In [1]:
%load_ext autoreload
%autoreload 2

In [2]:
import tensorflow as tf
config = tf.ConfigProto()
config.gpu_options.allow_growth=True
import numpy as np
sess = tf.Session(config=config)

In [3]:
import qa_consistency
import qa_consistency.dataset_utils
import qa_consistency.implication
import json
import pickle
import os



# Example: generating implications

In [4]:
gen = qa_consistency.implication.ImplicationsVQA()

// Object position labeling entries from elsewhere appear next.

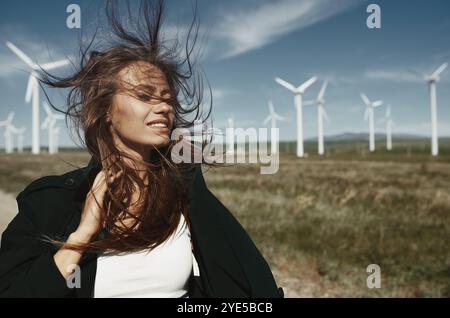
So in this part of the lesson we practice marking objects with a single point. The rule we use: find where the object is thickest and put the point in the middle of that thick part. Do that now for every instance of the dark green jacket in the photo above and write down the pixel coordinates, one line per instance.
(230, 264)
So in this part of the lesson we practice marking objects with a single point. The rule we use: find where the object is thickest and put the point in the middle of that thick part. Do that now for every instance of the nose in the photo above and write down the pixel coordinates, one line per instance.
(162, 108)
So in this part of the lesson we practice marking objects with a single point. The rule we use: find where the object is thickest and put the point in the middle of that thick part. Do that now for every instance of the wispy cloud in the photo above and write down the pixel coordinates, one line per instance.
(392, 75)
(39, 51)
(250, 29)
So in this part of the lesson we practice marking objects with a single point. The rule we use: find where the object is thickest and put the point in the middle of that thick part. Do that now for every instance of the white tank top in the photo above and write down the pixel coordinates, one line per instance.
(160, 273)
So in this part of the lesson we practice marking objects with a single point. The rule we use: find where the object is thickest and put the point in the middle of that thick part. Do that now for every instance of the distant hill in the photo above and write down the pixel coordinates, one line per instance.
(349, 136)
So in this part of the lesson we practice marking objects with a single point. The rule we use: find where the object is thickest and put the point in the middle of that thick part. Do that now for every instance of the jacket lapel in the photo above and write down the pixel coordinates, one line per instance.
(221, 274)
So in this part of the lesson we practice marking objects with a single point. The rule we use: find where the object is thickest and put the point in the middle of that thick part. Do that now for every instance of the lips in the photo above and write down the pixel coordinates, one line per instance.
(158, 123)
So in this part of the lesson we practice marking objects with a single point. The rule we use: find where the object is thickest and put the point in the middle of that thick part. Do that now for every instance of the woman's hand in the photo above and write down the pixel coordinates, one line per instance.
(90, 219)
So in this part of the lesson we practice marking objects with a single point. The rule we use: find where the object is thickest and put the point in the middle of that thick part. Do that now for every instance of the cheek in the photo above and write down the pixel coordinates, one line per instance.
(128, 117)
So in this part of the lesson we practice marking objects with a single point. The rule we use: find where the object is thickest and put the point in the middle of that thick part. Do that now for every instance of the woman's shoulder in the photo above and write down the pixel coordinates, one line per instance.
(50, 183)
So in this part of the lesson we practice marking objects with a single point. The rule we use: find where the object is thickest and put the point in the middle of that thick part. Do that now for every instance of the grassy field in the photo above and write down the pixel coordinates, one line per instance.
(321, 221)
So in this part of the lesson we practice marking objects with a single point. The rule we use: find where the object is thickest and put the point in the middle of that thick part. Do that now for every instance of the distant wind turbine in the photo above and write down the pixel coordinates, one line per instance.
(56, 139)
(432, 80)
(8, 133)
(273, 117)
(230, 137)
(369, 115)
(387, 120)
(32, 93)
(298, 91)
(19, 133)
(49, 124)
(321, 113)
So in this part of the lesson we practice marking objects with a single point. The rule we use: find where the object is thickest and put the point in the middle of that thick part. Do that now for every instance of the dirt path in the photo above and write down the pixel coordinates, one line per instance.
(8, 209)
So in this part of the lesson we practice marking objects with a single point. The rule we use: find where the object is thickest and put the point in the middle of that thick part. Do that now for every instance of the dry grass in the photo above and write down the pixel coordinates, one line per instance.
(320, 222)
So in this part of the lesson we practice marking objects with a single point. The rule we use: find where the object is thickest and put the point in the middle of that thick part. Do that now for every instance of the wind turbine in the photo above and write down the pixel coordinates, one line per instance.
(56, 139)
(273, 117)
(321, 113)
(432, 80)
(32, 94)
(49, 123)
(230, 136)
(8, 133)
(298, 91)
(19, 133)
(389, 123)
(369, 115)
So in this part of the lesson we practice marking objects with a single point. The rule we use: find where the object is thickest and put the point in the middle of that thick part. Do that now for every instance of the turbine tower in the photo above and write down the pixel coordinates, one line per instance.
(56, 139)
(230, 136)
(49, 123)
(321, 114)
(273, 117)
(19, 132)
(387, 120)
(432, 80)
(369, 115)
(32, 93)
(8, 133)
(298, 91)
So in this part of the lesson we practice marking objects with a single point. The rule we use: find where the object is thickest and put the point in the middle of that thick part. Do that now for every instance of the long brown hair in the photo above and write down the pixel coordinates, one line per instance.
(92, 86)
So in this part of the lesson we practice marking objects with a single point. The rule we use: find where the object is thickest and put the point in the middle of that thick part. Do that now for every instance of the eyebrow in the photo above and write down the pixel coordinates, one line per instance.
(152, 89)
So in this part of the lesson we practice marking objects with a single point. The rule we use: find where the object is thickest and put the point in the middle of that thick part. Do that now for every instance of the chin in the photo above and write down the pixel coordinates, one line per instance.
(159, 141)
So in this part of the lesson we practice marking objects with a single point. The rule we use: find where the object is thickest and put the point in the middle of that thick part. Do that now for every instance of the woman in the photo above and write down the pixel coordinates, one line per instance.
(132, 223)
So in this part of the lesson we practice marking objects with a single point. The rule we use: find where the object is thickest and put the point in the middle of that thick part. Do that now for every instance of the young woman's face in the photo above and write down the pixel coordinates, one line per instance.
(141, 120)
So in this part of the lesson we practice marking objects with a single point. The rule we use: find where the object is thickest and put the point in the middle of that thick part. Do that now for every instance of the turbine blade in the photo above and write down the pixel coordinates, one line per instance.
(307, 84)
(53, 65)
(285, 84)
(439, 70)
(322, 90)
(21, 55)
(377, 103)
(309, 102)
(278, 117)
(420, 75)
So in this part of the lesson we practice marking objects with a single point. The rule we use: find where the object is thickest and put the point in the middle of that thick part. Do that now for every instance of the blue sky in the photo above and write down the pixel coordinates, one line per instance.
(250, 42)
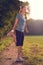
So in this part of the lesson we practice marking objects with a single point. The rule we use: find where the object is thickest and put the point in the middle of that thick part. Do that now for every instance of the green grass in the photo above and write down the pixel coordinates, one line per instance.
(33, 50)
(5, 42)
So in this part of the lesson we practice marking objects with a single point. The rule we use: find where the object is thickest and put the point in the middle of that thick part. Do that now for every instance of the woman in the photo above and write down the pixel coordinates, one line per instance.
(19, 27)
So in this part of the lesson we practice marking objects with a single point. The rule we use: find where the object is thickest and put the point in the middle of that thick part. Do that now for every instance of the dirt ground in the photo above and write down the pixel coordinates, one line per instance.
(9, 56)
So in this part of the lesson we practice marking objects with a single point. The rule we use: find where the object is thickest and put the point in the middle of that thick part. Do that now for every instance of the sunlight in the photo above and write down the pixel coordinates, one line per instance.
(36, 8)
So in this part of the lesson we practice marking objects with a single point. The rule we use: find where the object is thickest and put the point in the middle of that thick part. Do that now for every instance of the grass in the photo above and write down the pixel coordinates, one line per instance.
(5, 42)
(33, 50)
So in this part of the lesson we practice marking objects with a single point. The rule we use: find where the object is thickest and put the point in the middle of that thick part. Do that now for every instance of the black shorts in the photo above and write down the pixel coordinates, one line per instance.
(19, 38)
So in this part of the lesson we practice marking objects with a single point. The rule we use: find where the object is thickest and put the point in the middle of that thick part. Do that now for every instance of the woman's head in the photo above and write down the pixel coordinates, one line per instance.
(23, 9)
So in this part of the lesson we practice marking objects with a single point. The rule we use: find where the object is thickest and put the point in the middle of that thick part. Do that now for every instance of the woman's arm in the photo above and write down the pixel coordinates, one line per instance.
(15, 25)
(26, 28)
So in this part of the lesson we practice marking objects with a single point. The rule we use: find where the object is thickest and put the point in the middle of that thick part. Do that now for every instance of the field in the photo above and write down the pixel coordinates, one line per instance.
(32, 49)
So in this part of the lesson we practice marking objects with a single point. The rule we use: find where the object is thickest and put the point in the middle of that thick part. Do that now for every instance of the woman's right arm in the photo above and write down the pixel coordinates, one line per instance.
(15, 25)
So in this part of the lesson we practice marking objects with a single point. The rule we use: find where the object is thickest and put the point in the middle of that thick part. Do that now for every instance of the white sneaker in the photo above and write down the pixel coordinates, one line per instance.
(20, 59)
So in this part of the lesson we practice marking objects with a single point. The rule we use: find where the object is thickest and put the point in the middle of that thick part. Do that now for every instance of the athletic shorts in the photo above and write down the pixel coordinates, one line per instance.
(19, 38)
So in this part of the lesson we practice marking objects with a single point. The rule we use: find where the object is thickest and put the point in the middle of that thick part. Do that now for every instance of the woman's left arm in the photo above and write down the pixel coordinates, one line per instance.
(26, 28)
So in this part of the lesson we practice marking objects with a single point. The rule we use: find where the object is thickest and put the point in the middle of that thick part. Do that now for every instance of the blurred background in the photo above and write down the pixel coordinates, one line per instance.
(34, 15)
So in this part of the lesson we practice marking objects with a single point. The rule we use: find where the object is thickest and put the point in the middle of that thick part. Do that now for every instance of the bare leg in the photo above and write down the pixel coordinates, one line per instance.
(19, 51)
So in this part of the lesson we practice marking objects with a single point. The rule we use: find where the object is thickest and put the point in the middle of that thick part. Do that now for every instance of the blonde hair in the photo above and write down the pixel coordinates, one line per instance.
(21, 7)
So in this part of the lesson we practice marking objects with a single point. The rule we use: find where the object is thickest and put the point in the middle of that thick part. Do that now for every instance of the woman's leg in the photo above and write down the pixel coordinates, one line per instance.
(19, 51)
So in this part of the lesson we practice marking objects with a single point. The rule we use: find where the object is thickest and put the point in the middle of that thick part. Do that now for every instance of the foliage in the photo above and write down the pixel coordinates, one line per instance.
(8, 11)
(33, 50)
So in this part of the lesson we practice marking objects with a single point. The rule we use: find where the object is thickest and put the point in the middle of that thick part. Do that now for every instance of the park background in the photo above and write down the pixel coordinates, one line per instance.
(33, 42)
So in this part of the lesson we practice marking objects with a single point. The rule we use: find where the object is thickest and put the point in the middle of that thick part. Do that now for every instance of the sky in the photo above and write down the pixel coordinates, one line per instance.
(36, 9)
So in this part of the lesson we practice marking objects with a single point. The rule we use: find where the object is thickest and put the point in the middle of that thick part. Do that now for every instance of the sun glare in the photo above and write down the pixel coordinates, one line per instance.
(36, 8)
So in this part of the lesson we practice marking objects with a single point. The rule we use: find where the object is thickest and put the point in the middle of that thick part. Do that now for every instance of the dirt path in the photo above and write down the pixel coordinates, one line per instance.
(9, 56)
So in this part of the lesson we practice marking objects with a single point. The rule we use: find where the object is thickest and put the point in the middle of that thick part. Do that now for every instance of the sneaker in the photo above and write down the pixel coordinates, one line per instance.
(20, 59)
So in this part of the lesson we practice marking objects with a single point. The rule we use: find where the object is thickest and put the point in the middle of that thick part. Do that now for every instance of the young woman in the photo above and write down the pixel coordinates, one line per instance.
(19, 27)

Did not use initialization regex that was passed: .*bias_ih.*
Did not use initialization regex that was passed: .*weight_hh.*
Did not use initialization regex that was passed: .*bias_hh.*
Did not use initialization regex that was passed: .*weight_ih.*


In [5]:
gen.implications('How many birds?', '3')

Your label namespace was 'pos'. We recommend you use a namespace ending with 'labels' or 'tags', so we don't add UNK and PAD tokens by default to your vocabulary.  See documentation for `non_padded_namespaces` parameter in Vocabulary.


[('Are there 3 birds ?', 'yes', 'yeseqcount'),
 ('Are there 4 birds ?', 'no', 'n+1'),
 ('Are there any birds ?', 'yes', 'ans>0 implies some')]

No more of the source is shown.